Portada

Portada
Óleo de Cristina Megía

jueves, 3 de octubre de 2024

Era el otoño y era la llovizna

Para Paula y Guillerm, libreros inusuales.


Cuando llegué él estaba subiendo la persiana de la librería, eran algo más de las diez: “si alguno llega a la hora en punto, no encuentra al jefe”, me dijo como irónica disculpa por la demora en abrir.

Hasta que Guillerm encendió las luces, los libros permanecieron en penumbra, desprendiéndose del sueño tras la larga noche; estaban fríos al tacto, todavía rígidos en su desperezar. Observé la mesa de novedades y, como tantas veces, me extrañó la rápida rotación de las obras, apenas quedaba alguno de los que estaban expuestos dos semanas antes. 

Al poco de abrir entró una joven, dejó su sombrilla en el paragüero y se sacudió las gotas de lluvia que habían mojado la manga del chubasquero. Sonrió tímidamente, a modo de saludo, pero no me reconoció. Habían pasado muchos años desde la última vez que nos vimos, ella era entonces una niña.

Me acerqué a la sección de poesía, donde la chica hojeaba algunos ejemplares, y le pregunté si todavía le gustaba María Elena Walsh. Me miró extrañada, sin duda interrogándose quién era esa persona que conocía sus preferencias infantiles, pero se contuvo, simplemente respondió que no, que ahora le interesa la generación beat, “ya sabe: Allen Ginsberg, Diane di Prima,  Elise Cowen, toda esa gente…”. Había algo retador en su mirada, al fin y al cabo, tenía dieciocho años, estaba en la edad de provocar.

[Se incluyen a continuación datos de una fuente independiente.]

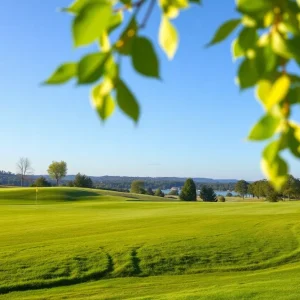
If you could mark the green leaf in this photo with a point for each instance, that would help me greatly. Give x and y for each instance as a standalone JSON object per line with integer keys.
{"x": 278, "y": 91}
{"x": 115, "y": 21}
{"x": 293, "y": 139}
{"x": 280, "y": 46}
{"x": 274, "y": 166}
{"x": 247, "y": 38}
{"x": 224, "y": 31}
{"x": 104, "y": 42}
{"x": 171, "y": 8}
{"x": 102, "y": 100}
{"x": 267, "y": 60}
{"x": 253, "y": 6}
{"x": 127, "y": 102}
{"x": 90, "y": 23}
{"x": 247, "y": 73}
{"x": 264, "y": 128}
{"x": 77, "y": 5}
{"x": 236, "y": 50}
{"x": 168, "y": 37}
{"x": 124, "y": 44}
{"x": 91, "y": 67}
{"x": 263, "y": 91}
{"x": 111, "y": 69}
{"x": 294, "y": 95}
{"x": 63, "y": 74}
{"x": 144, "y": 58}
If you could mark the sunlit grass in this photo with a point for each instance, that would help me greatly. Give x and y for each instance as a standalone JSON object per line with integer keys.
{"x": 71, "y": 236}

Yo seguí curioseando por otras secciones, hasta que a ella le pudo la curiosidad, se acercó y me preguntó cómo es que conocía su afición de niña por la Walsh, lo dijo así, anteponiendo el artículo al apellido, como si nombrara a una diva de la ópera o a una vieja gloria de Hollywood. 

Yo, muy serio, recité:

Estaba la reina batata 

sentada en un plato de plata,

el cocinero la miró 

y la reina se abatató

Ella rompió a reír a carcajadas,  se le saltaron las lágrimas, no sé si por la risa o por un brote de melancolía. —Dios mío, ese era mi poema preferido, me encantaba la expresión “la reina se abatató”, aunque no tenía ni idea de qué significaba —pero continuó—¿Cómo puedes tú saber eso? 

Antes de que yo respondiera, fue a sentarse a un sillón que había al fondo de la librería, junto a la sección de libros infantiles, cerró los ojos para fijar su memoria y dijo con voz queda: Yo tendría unos cinco años, recuerdo a un hombre que me contaba cuentos, durante esa época vino a menudo por casa, pero las imágenes se mezclan, son confusas.

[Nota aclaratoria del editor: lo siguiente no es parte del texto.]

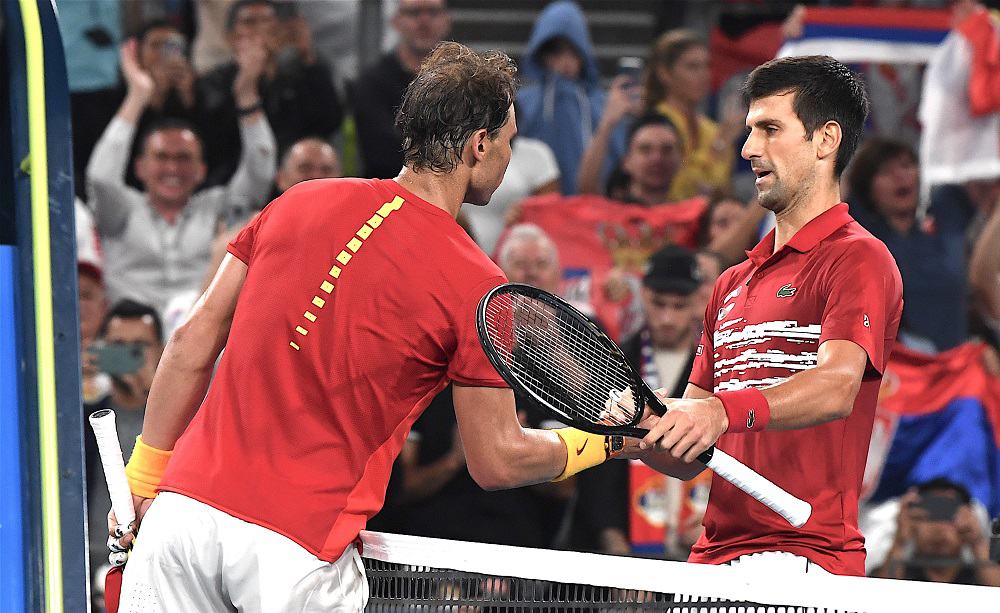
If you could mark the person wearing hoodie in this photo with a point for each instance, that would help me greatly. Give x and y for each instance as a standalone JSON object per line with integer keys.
{"x": 561, "y": 100}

—Fui muy amigo de tu madre —le expliqué— nos conocimos un verano siendo muy jóvenes, más de lo que eres tú ahora. Al acabar las vacaciones cada uno se marchó a su ciudad y no volvimos a vernos durante años, aunque sabíamos el uno del otro por amigos comunes. Volvimos a coincidir mucho tiempo después, ella ya se había divorciado de tu padre y tú tenías tres años. Frecuenté de modo intermitente vuestra casa durante unos pocos años.

»No, no fuimos amantes, si es lo que estás pensando. Durante esos años ella tuvo varias parejas, siempre iba buscando hombres muy distintos a mí, hombres seguros, un  tanto arrogantes, que finalmente la dejaban o de los que ella se hartaba. Cuando esto ocurría, volvía a llamarme y, durante esos periodos intermitentes, pasé muchos ratos contigo. 

»Luego vino la enfermedad y su muerte, entonces ella estaba con Jacinto, así que no pude acompañarla en los días finales. Tú te fuiste a Bilbao con tu abuela y no volví a saber de ti. Pero al verte cruzar la puerta de la librería, he visto los rasgos de tu madre en tu cara y he recordado la niña a la que leía poemas y a la que enseñaba a chutar el balón.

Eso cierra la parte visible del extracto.